ToolStarsWhat it does
Strix★ 26.1kStrix runs autonomous AI agents that act like hackers, dynamically running your code to find vulnerabilities and validate them with real proof-of-concepts.
promptfoo★ 22.4kA developer-first CLI and library for testing and comparing prompts and models, with red-teaming probes for prompt injection, PII leaks, and other vulnerabilities.
OpenAI Evals★ 18.7kA framework and open registry for building and running evaluations of LLMs and LLM-based systems, including prompt chains and tool-using agents.
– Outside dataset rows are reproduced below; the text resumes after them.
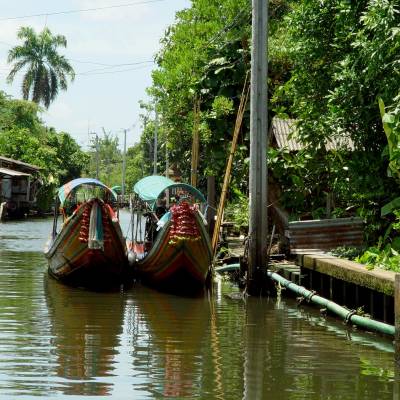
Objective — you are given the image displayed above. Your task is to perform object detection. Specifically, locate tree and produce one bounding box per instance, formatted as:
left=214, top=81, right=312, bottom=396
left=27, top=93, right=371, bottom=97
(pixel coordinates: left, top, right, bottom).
left=86, top=131, right=122, bottom=187
left=7, top=26, right=75, bottom=108
left=0, top=90, right=88, bottom=209
left=143, top=0, right=291, bottom=193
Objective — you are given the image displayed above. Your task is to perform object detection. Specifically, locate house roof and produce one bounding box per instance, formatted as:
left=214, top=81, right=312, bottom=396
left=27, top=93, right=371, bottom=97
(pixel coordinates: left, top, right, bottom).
left=0, top=167, right=31, bottom=177
left=0, top=156, right=41, bottom=171
left=269, top=117, right=355, bottom=151
left=270, top=118, right=302, bottom=151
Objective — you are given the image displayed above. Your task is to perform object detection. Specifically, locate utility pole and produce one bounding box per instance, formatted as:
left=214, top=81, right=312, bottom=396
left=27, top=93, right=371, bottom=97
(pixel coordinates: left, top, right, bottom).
left=247, top=0, right=268, bottom=295
left=165, top=134, right=169, bottom=178
left=102, top=127, right=111, bottom=184
left=122, top=128, right=127, bottom=199
left=90, top=132, right=100, bottom=180
left=96, top=133, right=100, bottom=180
left=191, top=99, right=200, bottom=187
left=153, top=111, right=158, bottom=175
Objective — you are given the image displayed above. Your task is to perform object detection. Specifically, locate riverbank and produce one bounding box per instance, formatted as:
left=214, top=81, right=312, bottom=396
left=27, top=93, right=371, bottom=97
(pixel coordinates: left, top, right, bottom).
left=221, top=236, right=398, bottom=330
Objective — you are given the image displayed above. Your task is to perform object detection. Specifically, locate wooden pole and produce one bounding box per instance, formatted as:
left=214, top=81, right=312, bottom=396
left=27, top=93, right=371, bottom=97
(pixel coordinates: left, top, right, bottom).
left=165, top=132, right=169, bottom=178
left=95, top=133, right=99, bottom=180
left=395, top=274, right=400, bottom=364
left=211, top=77, right=250, bottom=255
left=247, top=0, right=268, bottom=295
left=207, top=175, right=216, bottom=236
left=396, top=274, right=400, bottom=398
left=153, top=111, right=158, bottom=175
left=191, top=99, right=200, bottom=187
left=121, top=128, right=127, bottom=199
left=395, top=364, right=400, bottom=400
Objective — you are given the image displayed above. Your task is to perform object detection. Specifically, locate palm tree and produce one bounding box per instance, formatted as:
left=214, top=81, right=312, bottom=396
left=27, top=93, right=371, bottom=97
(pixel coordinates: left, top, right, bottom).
left=7, top=26, right=75, bottom=108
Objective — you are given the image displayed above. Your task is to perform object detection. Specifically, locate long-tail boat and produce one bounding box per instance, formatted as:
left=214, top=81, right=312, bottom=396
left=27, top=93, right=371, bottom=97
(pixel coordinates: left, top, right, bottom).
left=44, top=178, right=128, bottom=289
left=128, top=175, right=212, bottom=293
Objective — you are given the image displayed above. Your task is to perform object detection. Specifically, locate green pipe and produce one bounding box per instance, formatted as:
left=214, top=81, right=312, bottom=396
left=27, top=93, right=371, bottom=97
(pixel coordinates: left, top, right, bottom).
left=267, top=271, right=395, bottom=336
left=215, top=264, right=241, bottom=273
left=214, top=264, right=395, bottom=336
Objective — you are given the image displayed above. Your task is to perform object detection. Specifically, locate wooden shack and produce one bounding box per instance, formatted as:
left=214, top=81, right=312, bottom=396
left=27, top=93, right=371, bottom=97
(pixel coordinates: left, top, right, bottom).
left=268, top=117, right=361, bottom=255
left=0, top=156, right=42, bottom=220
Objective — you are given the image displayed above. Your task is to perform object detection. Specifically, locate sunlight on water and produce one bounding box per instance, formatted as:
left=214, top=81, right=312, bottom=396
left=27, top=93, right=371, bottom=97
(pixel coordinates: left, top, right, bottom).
left=0, top=214, right=396, bottom=399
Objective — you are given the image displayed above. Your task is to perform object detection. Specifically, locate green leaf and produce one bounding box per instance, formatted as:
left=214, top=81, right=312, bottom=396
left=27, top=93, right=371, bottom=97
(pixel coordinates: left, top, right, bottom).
left=381, top=197, right=400, bottom=216
left=382, top=113, right=395, bottom=124
left=391, top=237, right=400, bottom=252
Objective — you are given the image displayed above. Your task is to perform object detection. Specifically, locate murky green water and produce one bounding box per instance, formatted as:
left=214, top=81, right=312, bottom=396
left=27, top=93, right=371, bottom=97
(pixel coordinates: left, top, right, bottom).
left=0, top=211, right=398, bottom=399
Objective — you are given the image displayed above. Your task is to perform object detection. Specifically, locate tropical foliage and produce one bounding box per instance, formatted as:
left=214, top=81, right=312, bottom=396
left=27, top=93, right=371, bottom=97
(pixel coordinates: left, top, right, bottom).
left=86, top=130, right=124, bottom=188
left=7, top=26, right=75, bottom=108
left=124, top=0, right=400, bottom=271
left=0, top=91, right=88, bottom=209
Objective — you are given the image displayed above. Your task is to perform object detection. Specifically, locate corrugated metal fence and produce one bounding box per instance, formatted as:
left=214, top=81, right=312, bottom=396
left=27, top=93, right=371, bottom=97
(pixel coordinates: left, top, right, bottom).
left=285, top=217, right=364, bottom=255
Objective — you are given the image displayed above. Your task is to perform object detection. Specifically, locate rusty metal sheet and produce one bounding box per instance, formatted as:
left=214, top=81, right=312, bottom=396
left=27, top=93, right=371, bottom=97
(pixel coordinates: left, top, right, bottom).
left=286, top=217, right=364, bottom=254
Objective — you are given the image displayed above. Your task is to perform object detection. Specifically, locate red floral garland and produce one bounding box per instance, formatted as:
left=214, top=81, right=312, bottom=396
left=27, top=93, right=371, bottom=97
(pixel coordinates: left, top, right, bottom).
left=169, top=201, right=200, bottom=245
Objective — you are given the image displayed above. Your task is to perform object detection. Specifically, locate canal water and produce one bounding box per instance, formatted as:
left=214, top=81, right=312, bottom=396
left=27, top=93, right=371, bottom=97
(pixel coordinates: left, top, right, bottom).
left=0, top=211, right=397, bottom=399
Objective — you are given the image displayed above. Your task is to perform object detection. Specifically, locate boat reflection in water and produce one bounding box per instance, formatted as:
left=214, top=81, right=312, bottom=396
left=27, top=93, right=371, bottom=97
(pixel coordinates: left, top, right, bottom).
left=44, top=275, right=125, bottom=396
left=43, top=275, right=394, bottom=398
left=126, top=285, right=211, bottom=398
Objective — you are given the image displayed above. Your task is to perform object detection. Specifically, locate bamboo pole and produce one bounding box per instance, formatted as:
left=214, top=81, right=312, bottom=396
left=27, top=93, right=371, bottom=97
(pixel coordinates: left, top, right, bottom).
left=211, top=75, right=250, bottom=255
left=191, top=99, right=201, bottom=187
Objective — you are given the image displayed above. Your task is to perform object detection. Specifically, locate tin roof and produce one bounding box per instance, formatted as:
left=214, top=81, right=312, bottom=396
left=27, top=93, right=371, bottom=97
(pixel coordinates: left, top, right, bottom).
left=269, top=117, right=354, bottom=151
left=0, top=156, right=41, bottom=171
left=0, top=167, right=31, bottom=177
left=270, top=118, right=302, bottom=151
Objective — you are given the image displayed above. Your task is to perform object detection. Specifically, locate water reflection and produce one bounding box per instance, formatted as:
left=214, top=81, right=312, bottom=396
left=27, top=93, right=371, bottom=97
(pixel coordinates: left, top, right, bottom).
left=125, top=286, right=210, bottom=398
left=241, top=293, right=395, bottom=399
left=0, top=216, right=397, bottom=399
left=44, top=276, right=125, bottom=396
left=394, top=363, right=400, bottom=400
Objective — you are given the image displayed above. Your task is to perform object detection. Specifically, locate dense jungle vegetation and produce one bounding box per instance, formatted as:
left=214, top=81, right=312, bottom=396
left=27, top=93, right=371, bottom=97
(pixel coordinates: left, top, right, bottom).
left=132, top=0, right=400, bottom=270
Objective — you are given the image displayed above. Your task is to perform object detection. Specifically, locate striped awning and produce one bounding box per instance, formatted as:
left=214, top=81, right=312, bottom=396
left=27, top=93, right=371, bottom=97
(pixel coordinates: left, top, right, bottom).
left=133, top=175, right=206, bottom=210
left=58, top=178, right=117, bottom=205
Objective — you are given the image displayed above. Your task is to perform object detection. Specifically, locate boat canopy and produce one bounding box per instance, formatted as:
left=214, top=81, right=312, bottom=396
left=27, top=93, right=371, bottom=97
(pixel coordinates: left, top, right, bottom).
left=133, top=175, right=206, bottom=210
left=111, top=185, right=122, bottom=194
left=58, top=178, right=117, bottom=205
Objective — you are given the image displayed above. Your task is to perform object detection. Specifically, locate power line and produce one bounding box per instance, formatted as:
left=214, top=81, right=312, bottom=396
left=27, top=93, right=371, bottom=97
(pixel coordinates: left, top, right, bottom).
left=70, top=58, right=150, bottom=67
left=77, top=60, right=153, bottom=75
left=205, top=8, right=250, bottom=47
left=77, top=64, right=152, bottom=76
left=0, top=0, right=165, bottom=22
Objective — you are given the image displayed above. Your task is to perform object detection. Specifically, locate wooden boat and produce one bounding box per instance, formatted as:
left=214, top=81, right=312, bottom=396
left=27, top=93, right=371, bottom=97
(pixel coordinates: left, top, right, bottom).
left=44, top=178, right=128, bottom=289
left=128, top=175, right=212, bottom=293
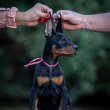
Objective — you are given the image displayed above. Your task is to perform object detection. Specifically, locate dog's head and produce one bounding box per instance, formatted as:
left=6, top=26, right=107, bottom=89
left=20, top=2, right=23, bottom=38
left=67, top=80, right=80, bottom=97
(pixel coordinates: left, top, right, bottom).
left=45, top=17, right=78, bottom=58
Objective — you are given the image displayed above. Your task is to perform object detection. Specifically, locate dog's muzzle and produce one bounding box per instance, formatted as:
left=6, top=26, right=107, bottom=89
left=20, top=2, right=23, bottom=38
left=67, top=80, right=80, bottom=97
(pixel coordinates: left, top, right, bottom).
left=52, top=45, right=78, bottom=56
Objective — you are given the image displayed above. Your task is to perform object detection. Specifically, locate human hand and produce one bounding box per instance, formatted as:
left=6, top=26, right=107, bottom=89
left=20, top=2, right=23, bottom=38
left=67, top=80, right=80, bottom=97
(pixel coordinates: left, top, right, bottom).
left=16, top=3, right=52, bottom=26
left=53, top=10, right=85, bottom=30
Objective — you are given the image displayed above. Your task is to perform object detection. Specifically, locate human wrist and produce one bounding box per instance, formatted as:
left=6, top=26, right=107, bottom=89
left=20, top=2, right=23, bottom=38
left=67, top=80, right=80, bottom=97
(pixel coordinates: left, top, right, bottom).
left=80, top=14, right=91, bottom=30
left=70, top=12, right=88, bottom=30
left=78, top=14, right=88, bottom=30
left=15, top=11, right=28, bottom=26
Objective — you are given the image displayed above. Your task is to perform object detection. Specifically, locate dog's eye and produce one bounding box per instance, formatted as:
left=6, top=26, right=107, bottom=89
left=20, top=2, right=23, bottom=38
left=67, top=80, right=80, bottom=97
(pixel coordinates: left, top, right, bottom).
left=62, top=37, right=65, bottom=42
left=59, top=38, right=65, bottom=44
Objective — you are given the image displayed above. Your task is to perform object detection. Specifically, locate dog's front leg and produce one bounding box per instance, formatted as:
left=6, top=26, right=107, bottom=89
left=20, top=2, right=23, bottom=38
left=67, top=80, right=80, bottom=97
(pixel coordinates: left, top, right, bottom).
left=35, top=97, right=38, bottom=110
left=67, top=107, right=72, bottom=110
left=30, top=80, right=38, bottom=110
left=60, top=80, right=72, bottom=110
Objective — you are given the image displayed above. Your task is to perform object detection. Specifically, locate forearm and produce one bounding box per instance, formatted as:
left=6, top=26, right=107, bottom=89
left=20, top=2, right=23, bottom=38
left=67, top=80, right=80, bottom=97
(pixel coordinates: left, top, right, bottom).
left=82, top=12, right=110, bottom=32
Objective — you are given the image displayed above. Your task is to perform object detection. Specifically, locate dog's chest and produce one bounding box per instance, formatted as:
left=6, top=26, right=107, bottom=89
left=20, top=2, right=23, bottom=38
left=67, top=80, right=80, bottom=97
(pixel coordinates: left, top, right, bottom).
left=34, top=62, right=64, bottom=87
left=35, top=63, right=63, bottom=109
left=37, top=79, right=62, bottom=110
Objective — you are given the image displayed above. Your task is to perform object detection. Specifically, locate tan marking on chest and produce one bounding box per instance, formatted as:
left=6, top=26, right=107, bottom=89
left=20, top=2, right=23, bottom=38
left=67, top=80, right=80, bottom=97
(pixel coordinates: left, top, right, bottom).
left=37, top=77, right=49, bottom=86
left=51, top=76, right=63, bottom=85
left=37, top=76, right=63, bottom=86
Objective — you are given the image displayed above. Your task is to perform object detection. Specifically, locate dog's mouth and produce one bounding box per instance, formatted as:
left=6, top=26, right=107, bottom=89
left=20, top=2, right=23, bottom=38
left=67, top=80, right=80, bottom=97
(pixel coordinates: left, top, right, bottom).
left=52, top=45, right=78, bottom=57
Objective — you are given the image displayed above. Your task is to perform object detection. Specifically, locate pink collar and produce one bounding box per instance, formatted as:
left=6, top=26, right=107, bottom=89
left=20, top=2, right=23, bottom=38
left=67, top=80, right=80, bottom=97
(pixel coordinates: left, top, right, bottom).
left=24, top=57, right=58, bottom=68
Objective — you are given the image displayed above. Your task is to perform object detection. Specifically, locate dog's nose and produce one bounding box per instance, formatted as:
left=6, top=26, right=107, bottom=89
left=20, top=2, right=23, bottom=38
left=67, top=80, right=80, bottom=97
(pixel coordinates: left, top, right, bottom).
left=73, top=44, right=78, bottom=51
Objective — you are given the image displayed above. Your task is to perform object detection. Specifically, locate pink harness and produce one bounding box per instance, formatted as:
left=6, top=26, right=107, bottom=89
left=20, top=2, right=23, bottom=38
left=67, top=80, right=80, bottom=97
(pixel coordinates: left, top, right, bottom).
left=24, top=57, right=58, bottom=68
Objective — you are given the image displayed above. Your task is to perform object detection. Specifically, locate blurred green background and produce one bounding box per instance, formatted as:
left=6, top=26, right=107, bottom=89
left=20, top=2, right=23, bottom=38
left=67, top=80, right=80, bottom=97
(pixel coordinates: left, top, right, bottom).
left=0, top=0, right=110, bottom=110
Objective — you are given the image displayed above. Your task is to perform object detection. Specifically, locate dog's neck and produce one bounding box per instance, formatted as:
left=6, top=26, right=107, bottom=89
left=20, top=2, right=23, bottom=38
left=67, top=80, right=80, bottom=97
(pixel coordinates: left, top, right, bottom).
left=42, top=43, right=58, bottom=65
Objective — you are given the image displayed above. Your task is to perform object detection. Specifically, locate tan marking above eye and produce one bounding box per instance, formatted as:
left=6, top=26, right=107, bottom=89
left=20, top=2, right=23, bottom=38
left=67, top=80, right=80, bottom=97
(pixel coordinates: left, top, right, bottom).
left=37, top=77, right=49, bottom=86
left=51, top=76, right=63, bottom=85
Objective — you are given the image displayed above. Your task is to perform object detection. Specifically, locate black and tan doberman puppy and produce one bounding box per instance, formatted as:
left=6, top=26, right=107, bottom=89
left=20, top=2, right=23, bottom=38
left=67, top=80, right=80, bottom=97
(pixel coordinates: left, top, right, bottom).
left=26, top=17, right=78, bottom=110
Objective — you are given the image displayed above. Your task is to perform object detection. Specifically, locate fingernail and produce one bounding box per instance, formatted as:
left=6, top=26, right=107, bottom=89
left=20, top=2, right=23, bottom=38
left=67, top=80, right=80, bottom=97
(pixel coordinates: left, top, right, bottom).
left=46, top=13, right=50, bottom=18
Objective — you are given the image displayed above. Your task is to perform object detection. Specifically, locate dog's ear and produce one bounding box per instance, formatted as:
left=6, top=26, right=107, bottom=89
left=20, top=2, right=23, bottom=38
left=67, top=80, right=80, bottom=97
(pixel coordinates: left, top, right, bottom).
left=56, top=16, right=63, bottom=33
left=52, top=28, right=55, bottom=34
left=45, top=19, right=54, bottom=38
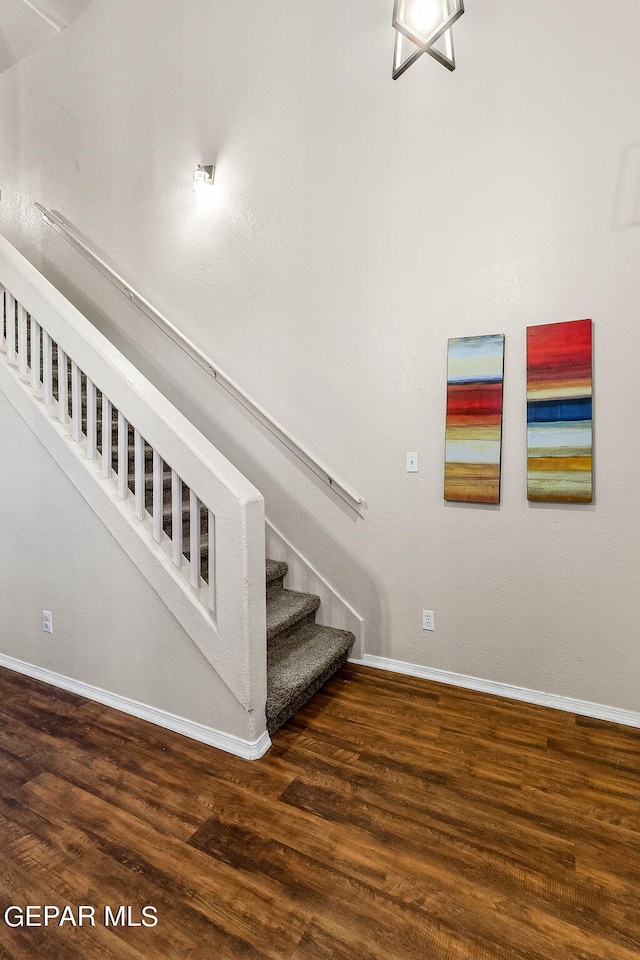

DeepEval★ 16.3kAn open-source Python framework that tests LLM apps like unit tests, with 50+ metrics for RAG, agents, chatbots, and safety, and a Pytest integration for CI/CD.
Ragas★ 14.4kAn evaluation toolkit focused on retrieval-augmented generation that scores answer faithfulness, context precision/recall, and relevancy, often without needing ground-truth labels.
Arize Phoenix★ 10.2kAn open-source observability and evaluation tool for tracing LLM and agent behavior, running evals on traces, and troubleshooting issues in development and production.
garak★ 8.2kScan LLMs for prompt injection, jailbreaks, and data leakage from the command line
Giskard★ 5.4kAn open-source library for testing and scanning LLM and ML models for issues like hallucination, bias, and toxicity, including multi-turn agent testing and a vulnerability scanner.